Auch "Lost Company" erscheint wie NecroVisioN in einer geschnittenen Version und die ist so stark "angepasst", dass es auffällt. Es können keine Gliedmaßen abgetrennt werden, Ragdoll gibt es nicht, Blut fließt sowieso nicht und erledigte Gegner lösen sich binnen kürzester Zeit auf - meistens sind die erledigten Feinde verdampft, bevor ihre "Sterbeanimation" abgeschlossen war. Dank dieser Entschärfung erkennt ihr zügig, ob ein Gegner nur zu Boden gefallen oder tatsächlich hinüber ist...

Blutlos

Fazit

Weshalb der Publisher die "2" in den Titel von NecroVisioN 2: Lost Company gepackt hat, kann ich nicht nachvollziehen. Lost Company bietet rein gar nichts, was es nicht im Vorgänger zu sehen gab - und vieles davon ist sogar schlechter. Selbst die interessante Mischung aus Nah- und Fernkampf mit dem wichtigen Kombosystem sowie das ungewöhnliche Szenario verpuffen bei diesem Aufguss und bleiben ein Schatten ihrer selbst.
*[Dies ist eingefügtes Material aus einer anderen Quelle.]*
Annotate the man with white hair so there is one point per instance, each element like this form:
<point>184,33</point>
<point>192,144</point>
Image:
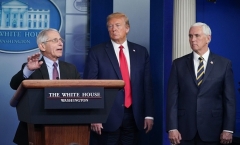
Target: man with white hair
<point>201,95</point>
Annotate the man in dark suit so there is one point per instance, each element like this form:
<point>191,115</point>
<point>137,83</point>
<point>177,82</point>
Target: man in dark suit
<point>50,44</point>
<point>201,100</point>
<point>104,62</point>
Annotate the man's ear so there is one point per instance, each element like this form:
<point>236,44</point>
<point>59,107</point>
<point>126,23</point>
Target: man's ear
<point>42,47</point>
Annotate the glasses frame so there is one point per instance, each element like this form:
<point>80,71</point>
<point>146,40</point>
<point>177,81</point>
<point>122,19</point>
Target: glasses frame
<point>54,40</point>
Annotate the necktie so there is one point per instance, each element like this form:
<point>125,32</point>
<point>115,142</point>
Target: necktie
<point>55,71</point>
<point>200,71</point>
<point>126,78</point>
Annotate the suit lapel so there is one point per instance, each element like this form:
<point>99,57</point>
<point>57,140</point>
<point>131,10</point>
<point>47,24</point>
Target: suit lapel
<point>133,59</point>
<point>113,59</point>
<point>209,67</point>
<point>191,67</point>
<point>63,70</point>
<point>44,71</point>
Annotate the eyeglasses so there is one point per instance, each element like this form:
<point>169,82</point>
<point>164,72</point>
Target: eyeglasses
<point>111,26</point>
<point>55,40</point>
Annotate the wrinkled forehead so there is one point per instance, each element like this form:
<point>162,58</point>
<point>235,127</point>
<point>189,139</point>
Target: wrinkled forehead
<point>53,34</point>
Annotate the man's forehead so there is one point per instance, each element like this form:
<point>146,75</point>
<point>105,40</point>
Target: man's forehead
<point>53,34</point>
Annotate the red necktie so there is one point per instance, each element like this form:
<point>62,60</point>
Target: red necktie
<point>125,76</point>
<point>55,71</point>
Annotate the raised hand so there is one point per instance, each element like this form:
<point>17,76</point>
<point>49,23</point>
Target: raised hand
<point>33,62</point>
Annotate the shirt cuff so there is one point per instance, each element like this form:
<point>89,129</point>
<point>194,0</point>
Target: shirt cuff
<point>228,131</point>
<point>26,72</point>
<point>148,117</point>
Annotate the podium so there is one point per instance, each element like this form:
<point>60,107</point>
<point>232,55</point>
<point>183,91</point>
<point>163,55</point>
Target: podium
<point>61,126</point>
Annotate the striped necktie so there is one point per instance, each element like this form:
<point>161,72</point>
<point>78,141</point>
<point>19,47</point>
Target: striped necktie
<point>126,78</point>
<point>200,71</point>
<point>55,71</point>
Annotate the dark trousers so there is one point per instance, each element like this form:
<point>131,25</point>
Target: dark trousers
<point>126,134</point>
<point>198,141</point>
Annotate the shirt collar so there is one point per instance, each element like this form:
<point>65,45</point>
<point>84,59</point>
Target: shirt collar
<point>49,62</point>
<point>115,45</point>
<point>205,55</point>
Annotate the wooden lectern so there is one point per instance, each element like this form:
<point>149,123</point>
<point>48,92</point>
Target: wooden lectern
<point>61,126</point>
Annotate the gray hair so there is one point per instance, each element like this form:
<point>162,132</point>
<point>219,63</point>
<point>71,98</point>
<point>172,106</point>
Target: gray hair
<point>42,36</point>
<point>206,28</point>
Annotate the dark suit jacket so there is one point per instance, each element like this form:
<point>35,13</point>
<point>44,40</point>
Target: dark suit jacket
<point>67,71</point>
<point>102,63</point>
<point>208,109</point>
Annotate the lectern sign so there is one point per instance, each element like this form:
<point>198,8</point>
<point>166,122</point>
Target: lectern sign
<point>74,98</point>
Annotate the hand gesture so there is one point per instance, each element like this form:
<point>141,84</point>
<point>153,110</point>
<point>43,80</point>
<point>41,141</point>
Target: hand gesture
<point>174,137</point>
<point>33,62</point>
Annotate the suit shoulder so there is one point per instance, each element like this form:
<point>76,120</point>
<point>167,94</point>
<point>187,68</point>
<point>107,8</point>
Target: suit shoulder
<point>66,64</point>
<point>216,56</point>
<point>100,46</point>
<point>136,45</point>
<point>183,58</point>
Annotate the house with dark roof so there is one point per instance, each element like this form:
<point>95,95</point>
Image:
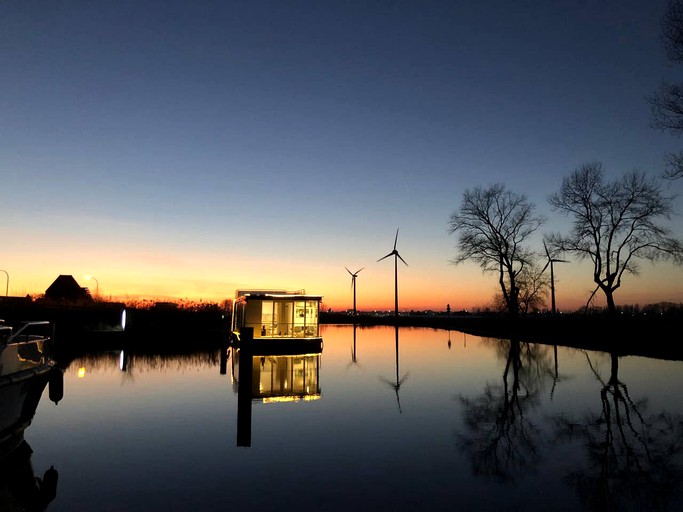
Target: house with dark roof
<point>65,287</point>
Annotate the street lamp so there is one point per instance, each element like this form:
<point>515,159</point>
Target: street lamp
<point>97,284</point>
<point>7,286</point>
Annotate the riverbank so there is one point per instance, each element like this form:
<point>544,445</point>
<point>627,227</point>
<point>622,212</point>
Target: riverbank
<point>104,325</point>
<point>647,336</point>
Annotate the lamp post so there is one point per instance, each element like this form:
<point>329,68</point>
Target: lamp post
<point>7,285</point>
<point>97,284</point>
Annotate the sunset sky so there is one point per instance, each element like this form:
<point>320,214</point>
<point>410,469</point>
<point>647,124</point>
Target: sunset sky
<point>176,149</point>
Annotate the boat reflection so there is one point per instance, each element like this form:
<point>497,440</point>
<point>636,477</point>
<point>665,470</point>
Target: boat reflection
<point>267,379</point>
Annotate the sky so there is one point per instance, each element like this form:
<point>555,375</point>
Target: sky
<point>184,150</point>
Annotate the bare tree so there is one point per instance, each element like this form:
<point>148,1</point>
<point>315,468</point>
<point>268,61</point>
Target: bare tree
<point>615,224</point>
<point>533,291</point>
<point>494,225</point>
<point>667,102</point>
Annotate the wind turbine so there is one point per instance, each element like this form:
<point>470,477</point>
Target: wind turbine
<point>396,256</point>
<point>552,276</point>
<point>353,285</point>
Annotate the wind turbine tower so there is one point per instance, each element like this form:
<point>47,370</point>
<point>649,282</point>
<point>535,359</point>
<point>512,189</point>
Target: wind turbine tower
<point>397,257</point>
<point>353,285</point>
<point>552,276</point>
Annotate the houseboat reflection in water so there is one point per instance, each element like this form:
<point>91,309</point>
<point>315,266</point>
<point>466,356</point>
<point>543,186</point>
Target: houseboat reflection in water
<point>271,378</point>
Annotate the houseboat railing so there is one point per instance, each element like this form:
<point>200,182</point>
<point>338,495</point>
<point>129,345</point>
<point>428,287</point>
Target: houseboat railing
<point>21,335</point>
<point>283,330</point>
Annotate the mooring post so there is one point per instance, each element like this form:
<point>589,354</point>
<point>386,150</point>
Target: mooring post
<point>244,386</point>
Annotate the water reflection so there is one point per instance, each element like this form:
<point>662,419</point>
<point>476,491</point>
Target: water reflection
<point>20,488</point>
<point>527,417</point>
<point>270,378</point>
<point>398,382</point>
<point>501,439</point>
<point>631,455</point>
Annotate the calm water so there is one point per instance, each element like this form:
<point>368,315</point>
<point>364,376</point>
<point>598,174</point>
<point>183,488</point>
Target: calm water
<point>439,420</point>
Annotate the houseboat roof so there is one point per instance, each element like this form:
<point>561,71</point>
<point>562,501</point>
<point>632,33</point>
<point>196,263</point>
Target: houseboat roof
<point>276,294</point>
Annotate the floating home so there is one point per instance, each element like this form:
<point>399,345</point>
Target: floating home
<point>280,319</point>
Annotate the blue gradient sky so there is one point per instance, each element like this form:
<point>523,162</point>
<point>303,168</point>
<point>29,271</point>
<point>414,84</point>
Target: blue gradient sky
<point>187,149</point>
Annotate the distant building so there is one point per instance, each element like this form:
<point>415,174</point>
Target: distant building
<point>65,287</point>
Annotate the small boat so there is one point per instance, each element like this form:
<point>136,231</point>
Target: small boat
<point>25,369</point>
<point>280,321</point>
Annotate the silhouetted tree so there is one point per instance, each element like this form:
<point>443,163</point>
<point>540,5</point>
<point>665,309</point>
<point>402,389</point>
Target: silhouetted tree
<point>533,288</point>
<point>667,102</point>
<point>501,439</point>
<point>493,227</point>
<point>631,458</point>
<point>615,224</point>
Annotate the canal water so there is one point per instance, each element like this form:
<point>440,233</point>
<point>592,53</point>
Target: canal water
<point>381,419</point>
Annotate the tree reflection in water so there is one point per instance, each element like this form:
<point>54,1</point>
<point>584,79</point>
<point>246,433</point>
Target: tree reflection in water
<point>501,438</point>
<point>631,458</point>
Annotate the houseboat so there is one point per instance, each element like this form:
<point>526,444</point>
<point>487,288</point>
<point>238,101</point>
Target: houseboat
<point>281,321</point>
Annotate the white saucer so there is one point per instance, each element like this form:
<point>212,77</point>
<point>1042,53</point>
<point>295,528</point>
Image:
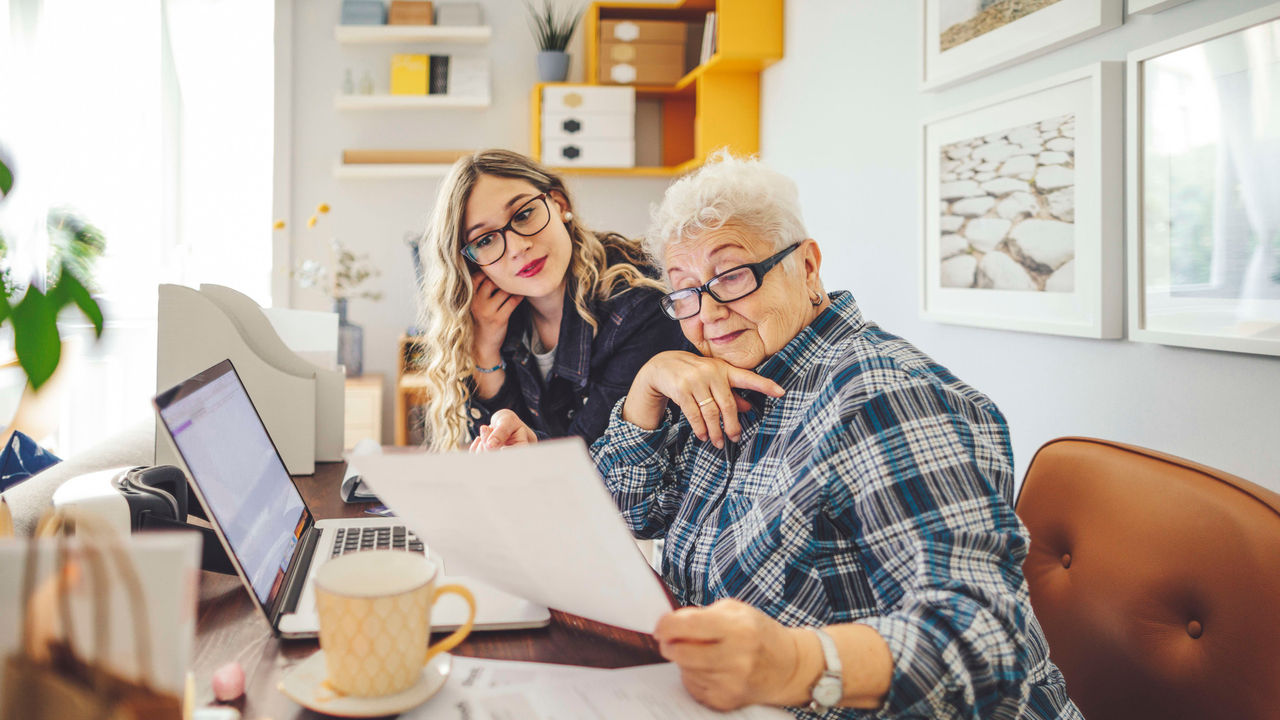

Alles wirkt ebenso seelen- wie ideen- und lieblos: Die Story ist lächerlich, das Level-Design ist klaustrophobisch eingleisig, die Monster inklusive Bosse verlangen kaum besonderes Vorgehen, die ungeheuren Gegnermassen stöhnen ständig nervtötendes Zeug und von der viel zu abrupten bzw. gehetzten Inszenierung will ich erst gar nicht anfangen. Die ersten Stunden waren wirklich ermüdend und das prinzipiell schöne Kampfsystem nutzte sich ab; selbst der Flugzeug- und Panzer-Abschnitt waren nicht der große Wurf. Erst zum Ende hin gewann die Kampagne an Fahrt, bevor der Endgolem viel zu schnell von der Bildfläche verschwand - von der maximal fünf bis sechs Stunden langen Kampagne war höchstens eine unterhaltsam. Sogar die tumben Dauerfeuer-Gefechte in Serious Sam machen weit mehr Spaß als diese unnötige Fortsetzung...

Pro

  • Mischung aus Nah- & Fernkampf mit Specials
  • Kämpfe gegen viele Gegner gleichzeitig
  • Auflockerung durch Fahrzeuge
  • großes Waffenarsenal
  • abgefahrene Monster
  • hohes Tempo
  • anfänglich fordernde Duelle
  • gute deutsche Sprecher

Kontra

  • halbgare und hektische Präsentation der "Story"
  • miese Wegfindung und schlechte Computerintelligenz
  • Kampfsystem nutzt sich ab
  • kaum Gegnervielfalt
  • zu wenige Bossgegner
  • austauschbar wirkende Level-Schläuche
  • unglücklicher und viel zu abrupter Einstieg
  • überzogene Bewegungsunschärfe beim Laufen
  • Story-Kampagne könnte länger sein
  • immer das gleiche Zeug stammelnde Gegner
  • Erster Weltkrieg als Szenario ist bedeutungslos
  • Entschärfung ist dem Spiel deutlich anzumerken
  • technisch veraltet (Texturen, Licht-Effekte, etc.)
  • dynamische Musikuntermalung wirkt 'abgehackt'

Wertung

PC

Lauer Aufguss: Schlecht inszenierte Dauerfeuer-Action mit gänzlich austauschbaren Levels und Gegnern.